Artistic production involves various cognitive processes; the pattern of dementia leads to predictable changes in art.5-9 The degenerative dementias show differences in neuroanatomy and affect only specific brain regions.5 Individuals with Alzheimer disease initially show involvement of the temporoparietal lobes, and deficits appear in the processing of perceptual and spatial information.7 They are less likely to initiate or complete projects. When they do continue to paint or draw, they tend to simplify, and the range of topics becomes more restricted; images tend to become more schematic. Rather than a sign of creativity, increasing abstraction may come from the loss of ability to recognize relationships between structures and shapes. Although with sufficient structure and prompting an accomplished artist may continue to paint during the initial phases of the illness, there is no evidence to suggest that new art habits emerge after the onset of Alzheimer disease. This is not the case for other types of dementia. With frontotemporal dementia, a subset of patients develops artistic skill after the onset of their illness.5,8,9 Although socially impaired and cognitively compromised, they may show a preoccupation with the fine details of faces, objects, and shapes.5,8 Even though most artists with frontotemporal dementia have been aphasic, they have spared functions in the posterior parietotemporal regions, especially in the nondominant hemisphere, in contrast to those with Alzheimer disease. In semantic dementia, a subtype of frontotemporal dementia, hypometabolism of the left anterior temporal lobe might release the visually oriented right hemisphere,8 which is consistent with proposals of paradoxical functional facilitation. Paradoxical functional facilitation might enhance sensory and perceptual functions as a result of changes in inhibition (competitive opponent-processing) and brain plasticity, with compensatory augmentation of function.10
Willem de Kooning may be the best-known artist with Alzheimer disease.2,6,11,12 Although friends described him as inert and forgetful, his demeanor changed when he entered his studio. Elaine de Kooning and his assistants provided the structure, context, and setting for him to continue to work, and he continued to do so regularly into the late 1980s.
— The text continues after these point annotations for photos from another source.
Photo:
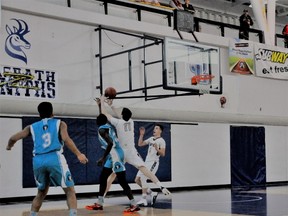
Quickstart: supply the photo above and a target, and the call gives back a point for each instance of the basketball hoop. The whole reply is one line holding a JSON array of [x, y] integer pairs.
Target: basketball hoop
[[204, 90], [195, 80]]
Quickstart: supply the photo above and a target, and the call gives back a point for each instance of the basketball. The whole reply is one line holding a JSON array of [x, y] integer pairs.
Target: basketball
[[110, 92]]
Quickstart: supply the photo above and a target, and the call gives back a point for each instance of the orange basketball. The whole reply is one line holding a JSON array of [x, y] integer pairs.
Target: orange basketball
[[110, 92]]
By the end of the 1980s, he painted for only short intervals and his concentration span was brief. There is agreement among art critics that his late period revealed a new approach2 that may be related to his illness12 but still remains significant. In his final period, he may have turned to the example of Matisse by emphasizing line, color, and form. Using primary colors (red and blue on white), the paintings were simpler yet are described by some critics as lyrical. Others are more critical of the work, but all agree that continuing to paint was essential to his vitality. As an artist with dementia, he may have been sustained by the momentum of routines and patterns that had developed over his lifetime. His resurgence in his last years is a testament to human fortitude when faced with cognitive decline.